Clak!
"Gue minum kebanyakan ya tadi?" tanya Key yang baru saja menjatuhkan diri di atas kasur.
"Mungkin. Kalo pusing tidur aja," kata Arga yang memapah Key ke kamar ini.
"Gue nggak enak ninggalin yang lain, masa gue tidur."
"Anak-anak juga pasti ngerti."
Key memijat-mijat pelipisnya, meringis sesekali ketika sakit kepala itu bertubi-tubi menghantam dirinya. Ia meneguk terlalu banyak alkohol sepertinya. Entahlah, mungkin dua botol, atau lebih.
"Sleep well, princess," bisik Arga pelan di telinga Key.
Key menatap kedua bola mata Arga, ada sorot nakal di dalam sana. Senyumannya manis, namun jahil. Key tertawa kecil, tak ada yang lucu padahal, tapi pusing akibat mabuknya membuat dirinya nge-fly jauh ke angkasa. Key bisa merasakan kini Arga mengendus lehernya, menyingkirkan rambut panjangnya dan mencium aroma wangi dirinya.
"Ayo buat malam ini jadi malam milik kita," kata Arga lirih. Sangat lirih.
Key diam, agak tidak mengerti dengan kalimat yang barusan Arga ucapkan. Penglihatannya samar, pusingnya makin menjalar. Wajah tampan Arga pun berbayang di mata Key, namun Key masih tetap bisa melihat bahwa kini Arga berdiri di hadapannya, ia tidak yakin, apakah itu Arga tengah membuka bajunya atau apa. Key memukul sedikit kepalanya, mengharapkan penglihatan lebih jelas hadir padanya, namun tetap saja sama.
Hal yang berikutnya Key lihat adalah wajah Arga yang kian mendekat. Meski masih saja berbayang, namun detik berikutnya Key bisa merasakan bahwa ada bibir lembut yang menyentuh bibir miliknya. Key memejamkan mata, rasa pusingnya yang makin menjadi-jadi ia biarkan larut dalam kenikmatan kali ini. Dua muda mudi itu makin tenggelam dalam hina, tepat ketika matahari perlahan mulai terbit menampakkan wujudnya.
***
Sementara itu.
Leo bersandar pada dinding balkon kamarnya. Tatapannya kosong ke depan, melihat hamparan halaman rumah yang tidak begitu penting. Pikirannya bercabang ke mana-mana, salah satunya, ya Keyrina.
Leo hela napas, ia mengacak rambutnya frustrasi. Perlahan, tubuhnya yang mungkin kini tengah merasa sakit, jatuh dalam sandaran dinding itu. Leo memukul-mukul lantai dengan kepalan tangan yang bahkan masih memiliki luka basah. Memikirkan salah dirinya yang selama ini terlalu jauh membawa Key hidup susah bersamanya. Leo menenggelamkan wajahnya dengan kedua tangan, menjambak rambutnya sendiri, dan emosi pada diri sendiri. Hingga kemudian, air matanya turun.
"Tolol," gumamnya pelan pada diri sendiri.
Leo sampai-sampai lupa dengan rasa sakit akibat seluruh luka di sekujur tubuhnya.
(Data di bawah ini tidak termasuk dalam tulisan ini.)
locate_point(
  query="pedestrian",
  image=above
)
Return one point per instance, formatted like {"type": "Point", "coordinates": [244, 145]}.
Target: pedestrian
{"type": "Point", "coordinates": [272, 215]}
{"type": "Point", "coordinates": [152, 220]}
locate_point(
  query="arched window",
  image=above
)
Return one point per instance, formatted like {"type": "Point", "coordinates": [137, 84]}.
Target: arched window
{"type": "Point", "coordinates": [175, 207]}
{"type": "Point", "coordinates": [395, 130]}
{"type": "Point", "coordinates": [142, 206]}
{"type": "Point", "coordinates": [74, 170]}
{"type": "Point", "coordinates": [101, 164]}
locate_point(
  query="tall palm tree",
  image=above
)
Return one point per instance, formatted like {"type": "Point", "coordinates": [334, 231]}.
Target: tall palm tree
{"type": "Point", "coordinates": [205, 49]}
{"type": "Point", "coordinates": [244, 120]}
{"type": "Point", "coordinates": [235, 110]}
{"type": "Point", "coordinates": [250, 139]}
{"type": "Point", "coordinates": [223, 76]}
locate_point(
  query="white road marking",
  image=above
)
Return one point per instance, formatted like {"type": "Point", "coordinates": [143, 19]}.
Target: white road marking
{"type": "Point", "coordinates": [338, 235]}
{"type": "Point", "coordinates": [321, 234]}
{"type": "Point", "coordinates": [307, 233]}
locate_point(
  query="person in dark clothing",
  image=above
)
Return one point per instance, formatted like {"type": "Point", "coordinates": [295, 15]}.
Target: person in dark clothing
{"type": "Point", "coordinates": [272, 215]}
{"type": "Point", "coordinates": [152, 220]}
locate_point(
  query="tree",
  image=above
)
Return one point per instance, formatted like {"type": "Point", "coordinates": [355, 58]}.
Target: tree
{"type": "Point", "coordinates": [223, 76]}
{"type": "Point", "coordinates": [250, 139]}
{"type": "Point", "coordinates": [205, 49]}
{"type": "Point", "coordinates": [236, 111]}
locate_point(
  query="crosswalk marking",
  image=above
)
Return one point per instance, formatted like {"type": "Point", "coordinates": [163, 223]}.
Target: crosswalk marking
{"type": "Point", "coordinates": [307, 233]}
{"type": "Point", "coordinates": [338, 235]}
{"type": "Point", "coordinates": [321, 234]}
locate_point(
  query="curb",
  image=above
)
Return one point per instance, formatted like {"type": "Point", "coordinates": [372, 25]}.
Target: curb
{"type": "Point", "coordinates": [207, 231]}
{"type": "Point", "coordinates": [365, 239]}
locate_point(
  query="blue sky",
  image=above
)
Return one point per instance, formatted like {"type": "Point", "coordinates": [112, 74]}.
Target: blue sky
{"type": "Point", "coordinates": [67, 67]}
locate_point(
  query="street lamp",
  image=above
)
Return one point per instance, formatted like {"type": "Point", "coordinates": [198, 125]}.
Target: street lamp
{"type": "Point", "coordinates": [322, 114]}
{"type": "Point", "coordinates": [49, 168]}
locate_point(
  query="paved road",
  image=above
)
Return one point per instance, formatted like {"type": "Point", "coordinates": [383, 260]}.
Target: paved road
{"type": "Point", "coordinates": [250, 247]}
Sejujurnya itu nampak begitu sakit, luka lebam, memar, dan sedikit lecet, juga robekan kecil di sudut wajah. Ada darah-darah segar yang mengalir dari sana, dilihat saja sudah terasa ngilu, apalagi dirasakan.
Ditambah dengan luka hati yang baru saja muncul.
Leo menahan isak tangisnya, mencoba terus menyeka agar air mata itu tidak turun lagi. Perih rasanya ketika cairan tersebut menyentuh luka di wajahnya. Leo menatap ke sana kemari, mencari sesuatu yang mungkin akan enak dipandang. Tapi tidak ada. Semuanya nampak buruk malam ini.
Leo hela napas panjang. "Besok bakal lebih baik lagi," lirihnya, pada dirinya sendiri.
Ia akhirnya merogoh ponselnya setelah sebelumnya menggaruk tengkuknya yang bahkan tidak gatal. Ia menyalakan ponsel itu, dan hatinya teriris lagi tepat ketika wajah Keyrina terpampang jelas sebagai wallpaper ponselnya. Leo hela napas, lalu memejamkan matanya, mencoba tidak peduli. Ia tidak mengganti wallpaper itu dengan foto lain, ia membiarkan wajah Keyrina menjadi gambar pertama yang ia lihat ketika membuka hapenya. Ia menekan media lain, ia membuka aplikasi miliknya, lalu menekan satu lagu yang selanjutnya menjadi pengiring rasa sepinya malam ini.